Excerpt from an article of the same title by Peter Woit, which appeared in Issue 16 of Cosmos (August 2007). With comments by Yours Truly.
Physics has become obsessed with strings, branes and multiple dimensions, yet the big questions remain fundamentally unanswered. Has the time come to admit these wild conjectures have failed, and move on?
I was recently talking with a colleague who was a fellow theoretical physics graduate student at Princeton University back in the early 1980s. He had been thinking about an obscure academic physics journal he would occasionally skim in the library during those years. This journal was filled with bizarre extra-dimensional models of particles and forces, esoteric ideas about cosmology, and a slew of highly speculative theorising, with little in common other than a lack of any solid evidence for a connection with reality.
“You know,” he said, “at the time I thought these things were a joke, but now when I look at mainstream physics papers, they remind me a lot of what was in that journal.”
Why is it that central parts of mainstream physics have started to take on aspects that used to characterise the outer fringes of the subject? At the very centre of the physics establishment, things have been getting more and more peculiar.
A quarter-century ago, in the 1980s, it was clear to both of us what serious theoretical physics looked like. A hugely successful theory of elementary particles and the fundamental forces governing them had come to final form a few years earlier. It was referred to as the Standard Model, and evidence for it was pouring in from experiments around the world.

The Standard Model is a quantum theory of fields…
…the fields responsible for the forces are basic geometrical quantities that mathematicians call ‘connections’. The excitations and interactions of these fields were also responsible for the fundamental particles…
How can geometrical quantities be responsible for particles, silly?
At the time, no experimental evidence had been found that contradicted the Standard Model, but it was clearly not complete, since it didn’t address certain fundamental questions. The task for theorists was to find a better theory that could.
Let’s keep in mind that the experimental evidence consists in the agreement of probabilities of measurement outcomes (predicted on the basis of previous measurement outcomes) with the observed probabilities. There is no evidence whatever of any kind of ontology beyond the correlations between measurement outcomes.
One of the key questions was regarding the origin and nature of mass. In the Standard Model, one conjectures the existence of something called a ‘Higgs field’ (named somewhat arbitrarily after Peter Higgs, one of several theorists responsible for the idea it implements). This field is responsible for giving particles their unique mass.
Again, keep in mind that mass is not weight or anything you can feel or otherwise perceive but a numerical parameter that contributes to determined the probabilities of measurement outcomes.
Unfortunately, in many ways, the Higgs field just highlights our ignorance; the mass of a particle is determined by a number that characterises how strongly it interacts with the Higgs field, but we have no idea where these numbers come from.
Just as we have no idea why there is anything, rather than nothing at all. But given that there is anything, rather than nothing at all, the existence of that numerical parameter can be predicted (though not its value in dimensionless units).
Another crucial question was why we have this specific pattern of forces and fundamental particles.

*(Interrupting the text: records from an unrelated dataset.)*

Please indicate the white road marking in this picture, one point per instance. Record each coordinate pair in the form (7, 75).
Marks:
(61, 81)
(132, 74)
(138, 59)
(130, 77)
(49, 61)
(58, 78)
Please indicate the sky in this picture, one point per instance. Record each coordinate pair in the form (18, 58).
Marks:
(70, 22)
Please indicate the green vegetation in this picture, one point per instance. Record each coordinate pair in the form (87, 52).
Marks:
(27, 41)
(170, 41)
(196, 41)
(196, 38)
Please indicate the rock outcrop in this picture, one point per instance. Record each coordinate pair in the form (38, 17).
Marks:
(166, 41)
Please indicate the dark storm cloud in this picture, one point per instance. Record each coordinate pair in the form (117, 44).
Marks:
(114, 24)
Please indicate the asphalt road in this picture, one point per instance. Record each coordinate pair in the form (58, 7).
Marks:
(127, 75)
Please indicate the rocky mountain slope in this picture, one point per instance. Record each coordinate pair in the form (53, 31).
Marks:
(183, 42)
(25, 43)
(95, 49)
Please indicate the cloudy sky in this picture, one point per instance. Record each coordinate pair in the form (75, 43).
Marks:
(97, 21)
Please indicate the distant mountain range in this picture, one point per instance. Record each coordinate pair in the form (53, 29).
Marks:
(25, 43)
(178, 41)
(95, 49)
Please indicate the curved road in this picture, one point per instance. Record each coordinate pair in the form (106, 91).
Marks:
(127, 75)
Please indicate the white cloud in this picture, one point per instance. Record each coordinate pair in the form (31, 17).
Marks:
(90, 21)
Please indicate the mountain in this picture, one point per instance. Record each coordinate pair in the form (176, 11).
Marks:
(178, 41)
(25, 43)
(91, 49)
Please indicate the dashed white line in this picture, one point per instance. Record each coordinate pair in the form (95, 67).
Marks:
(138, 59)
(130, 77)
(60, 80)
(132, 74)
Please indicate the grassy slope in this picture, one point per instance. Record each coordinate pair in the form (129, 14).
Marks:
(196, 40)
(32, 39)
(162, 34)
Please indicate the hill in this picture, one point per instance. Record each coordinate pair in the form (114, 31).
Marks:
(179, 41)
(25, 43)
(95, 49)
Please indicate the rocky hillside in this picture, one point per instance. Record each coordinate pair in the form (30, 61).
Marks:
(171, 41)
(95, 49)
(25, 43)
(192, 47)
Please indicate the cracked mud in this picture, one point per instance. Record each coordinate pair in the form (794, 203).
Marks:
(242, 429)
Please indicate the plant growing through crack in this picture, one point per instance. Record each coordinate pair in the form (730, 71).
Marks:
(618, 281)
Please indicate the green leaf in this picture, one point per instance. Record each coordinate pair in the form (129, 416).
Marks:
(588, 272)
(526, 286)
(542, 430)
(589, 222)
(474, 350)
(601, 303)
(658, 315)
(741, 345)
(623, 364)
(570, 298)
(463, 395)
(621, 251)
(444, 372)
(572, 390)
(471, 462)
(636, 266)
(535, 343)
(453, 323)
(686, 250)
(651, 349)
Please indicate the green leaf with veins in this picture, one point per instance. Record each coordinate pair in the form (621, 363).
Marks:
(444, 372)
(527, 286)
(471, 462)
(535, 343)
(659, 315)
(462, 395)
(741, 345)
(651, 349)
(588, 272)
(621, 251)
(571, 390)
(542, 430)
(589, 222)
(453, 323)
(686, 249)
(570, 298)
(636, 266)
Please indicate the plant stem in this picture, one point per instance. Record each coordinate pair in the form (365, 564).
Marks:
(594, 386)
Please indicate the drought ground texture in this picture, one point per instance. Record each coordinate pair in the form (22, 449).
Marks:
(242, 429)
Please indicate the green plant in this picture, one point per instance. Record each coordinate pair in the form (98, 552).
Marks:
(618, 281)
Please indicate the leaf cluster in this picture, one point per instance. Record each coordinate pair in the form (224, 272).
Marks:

In particular we’d like to be able to explain the charges of the fundamental particles, as well as the three different numbers that determine the strengths of the three forces.
So translate the question of “why we have this specific pattern of forces and fundamental particles” into why do those numbers have the values that they do. Numbers are one thing, ontology is quite another.
Then there’s the question of the mysterious fourth force: gravity. We have an excellent theory of this force – Einstein’s theory of general relativity – but this theory doesn’t mesh with quantum mechanics, and there appears to be a problem of inherent inconsistency in treating one of the forces differently than the other three.
We’ll let this pass.
What neither my fellow student nor I would ever have guessed during our graduate student days was that, in our middle age some 25 years later, we’d be no closer to answering any of these questions, and ever more speculative attempts to find such answers would have taken on some of what used to be the characteristics of the fringes of science.
How did this situation come about, and what are the prospects for it changing before my friend and I drift off into senility? By far the most important factor is that the Standard Model has turned out to be simply too successful. Clearly, having a beautiful, mathematically sophisticated theory that predicts exactly what every new experiment will see is something physicists should be proud of. However, had the Standard Model catastrophically failed somewhere along the line, at least it would have given physicists a starting point for a new approach.
Instead, as each new generation of accelerators has been turned on, with the ability to explore higher and higher energy ranges – or equivalently, shorter and shorter distances – experimentalists have found exactly what the Standard Model predicts. Every time. (There has been just one minor surprise: that neutrinos are massive. But this discovery didn’t contradict the model, and eventually did little more than add to the list of masses we don’t understand.) As a scientific field, fundamental particle physics has become very much a victim of its own success.
This appears to be the difference between business and science. In science success is bad.